We fixed this by temporarily lowering the priority on this type of job, so that any other type of job was worked off before workers started getting blocked trying to update Solr.
Review Queue Errors
Finally, we examined the review queues and noticed that on approval of an item, its de-normalized representation is updated or created. This triggers a callback to index the item in Solr in-request, which again was taking so long that the request would time out and the reviewer would get an error page.
The final piece of the puzzle, why the Solr server was slowing down so dramatically, wasn’t solved in such a satisfying manner. Load looked normal and individual requests to the machine were responded to normal times.
After poking around with it for the better part of the day, and still unable to explain why it was behaving the way it was, we decided to reboot the server “just in case”. After the reboot, we let traffic from a single web server through to Solr and found that performance seemed normal again, so we slowly ramped up how many web servers we allowed through to Solr until it was again serving full load with normal response times.
Thus proving you should always try turning it off and on again.
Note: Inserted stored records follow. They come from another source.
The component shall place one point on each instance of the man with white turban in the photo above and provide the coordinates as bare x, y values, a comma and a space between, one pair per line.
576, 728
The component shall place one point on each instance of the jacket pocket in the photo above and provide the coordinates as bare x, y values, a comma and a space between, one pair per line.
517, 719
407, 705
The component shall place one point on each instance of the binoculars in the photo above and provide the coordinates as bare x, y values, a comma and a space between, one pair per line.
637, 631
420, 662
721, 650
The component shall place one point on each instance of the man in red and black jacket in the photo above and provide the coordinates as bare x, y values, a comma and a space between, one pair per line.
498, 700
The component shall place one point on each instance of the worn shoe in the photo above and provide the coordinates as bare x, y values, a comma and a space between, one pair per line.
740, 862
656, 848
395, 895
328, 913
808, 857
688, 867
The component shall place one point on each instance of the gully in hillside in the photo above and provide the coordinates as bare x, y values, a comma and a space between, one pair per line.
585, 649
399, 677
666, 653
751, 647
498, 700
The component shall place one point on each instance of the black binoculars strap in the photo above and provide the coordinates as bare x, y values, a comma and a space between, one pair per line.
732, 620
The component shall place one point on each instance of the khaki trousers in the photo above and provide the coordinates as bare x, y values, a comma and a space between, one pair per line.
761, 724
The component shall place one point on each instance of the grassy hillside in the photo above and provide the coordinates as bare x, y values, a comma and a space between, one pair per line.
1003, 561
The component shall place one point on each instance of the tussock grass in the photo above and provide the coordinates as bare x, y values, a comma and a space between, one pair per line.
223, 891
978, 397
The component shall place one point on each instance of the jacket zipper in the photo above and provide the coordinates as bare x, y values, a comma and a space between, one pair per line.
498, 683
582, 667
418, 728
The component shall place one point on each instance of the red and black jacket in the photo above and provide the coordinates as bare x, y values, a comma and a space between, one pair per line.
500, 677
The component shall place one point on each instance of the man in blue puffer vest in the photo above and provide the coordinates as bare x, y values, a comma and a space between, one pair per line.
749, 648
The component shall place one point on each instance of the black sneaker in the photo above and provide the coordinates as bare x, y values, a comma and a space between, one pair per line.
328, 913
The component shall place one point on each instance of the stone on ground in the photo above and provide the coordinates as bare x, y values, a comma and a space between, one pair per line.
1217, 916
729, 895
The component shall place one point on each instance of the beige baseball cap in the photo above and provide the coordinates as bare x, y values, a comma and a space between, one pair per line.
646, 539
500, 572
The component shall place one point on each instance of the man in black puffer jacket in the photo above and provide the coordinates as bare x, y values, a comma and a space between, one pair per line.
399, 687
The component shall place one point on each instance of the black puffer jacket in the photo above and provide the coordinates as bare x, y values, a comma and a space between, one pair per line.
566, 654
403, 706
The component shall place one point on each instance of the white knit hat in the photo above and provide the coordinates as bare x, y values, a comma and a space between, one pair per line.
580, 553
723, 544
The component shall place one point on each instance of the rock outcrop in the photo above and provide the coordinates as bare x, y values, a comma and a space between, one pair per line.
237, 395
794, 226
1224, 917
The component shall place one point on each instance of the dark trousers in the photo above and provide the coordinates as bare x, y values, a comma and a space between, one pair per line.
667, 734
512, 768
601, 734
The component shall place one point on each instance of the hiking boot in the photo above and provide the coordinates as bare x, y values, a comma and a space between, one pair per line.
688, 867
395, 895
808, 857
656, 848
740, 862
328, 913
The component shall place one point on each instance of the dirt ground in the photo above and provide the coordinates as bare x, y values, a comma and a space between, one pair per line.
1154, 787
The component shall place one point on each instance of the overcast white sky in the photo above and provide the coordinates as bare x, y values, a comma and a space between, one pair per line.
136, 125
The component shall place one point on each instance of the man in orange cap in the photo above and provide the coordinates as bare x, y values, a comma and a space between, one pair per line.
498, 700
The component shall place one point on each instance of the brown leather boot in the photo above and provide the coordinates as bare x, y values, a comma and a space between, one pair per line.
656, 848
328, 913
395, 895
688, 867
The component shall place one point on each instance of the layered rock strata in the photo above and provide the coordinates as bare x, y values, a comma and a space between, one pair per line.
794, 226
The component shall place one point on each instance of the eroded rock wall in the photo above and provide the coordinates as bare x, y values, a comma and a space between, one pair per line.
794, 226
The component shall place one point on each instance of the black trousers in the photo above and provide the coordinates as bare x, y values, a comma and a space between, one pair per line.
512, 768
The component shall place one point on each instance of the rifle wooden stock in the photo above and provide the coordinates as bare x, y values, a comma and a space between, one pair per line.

Various theories floated around the office as to the root cause; was it the leap second from 7 months earlier, suddenly causing problems on a machine that was never rebooted? Had we crossed some invisible point above which load becomes unstable? Was it caused by cosmic rays?
We’re sad to say we’re still not sure. Unexpected failures can and do happen no matter how much engineering you do. This event highlights our need to do better at handling those failures.
Preventing it from Happening Again
The take-home lesson for us is that we need to engineer the Marketplaces to be better isolated from the services they depend on, even the ones that are on our internal network and run by us. Solr may slow down on us again in the future (and we’ll be much quicker to try rebooting the server if it does), but it shouldn’t affect the Marketplaces.
This incident really highlighted how a slow response from a service can be worse than no response at all. There’s some great sections on why this is and how to defend against it in “Release it!” by Michael Nygard, specifically chapters 4.9, 5.1 and 5.2.
We’ve since taken the time to prevent a repeat situation by wrapping the calls to modify Solr’s index with much shorter timeouts, allowing web requests to finish in a timely manner even if Solr is misbehaving, and circuit breakers so we don’t waste time making calls to Solr when it’s already responding too slowly to be useful.
We’re taking this lesson and applying it to all of our services, to hopefully prevent any similar failures in the future.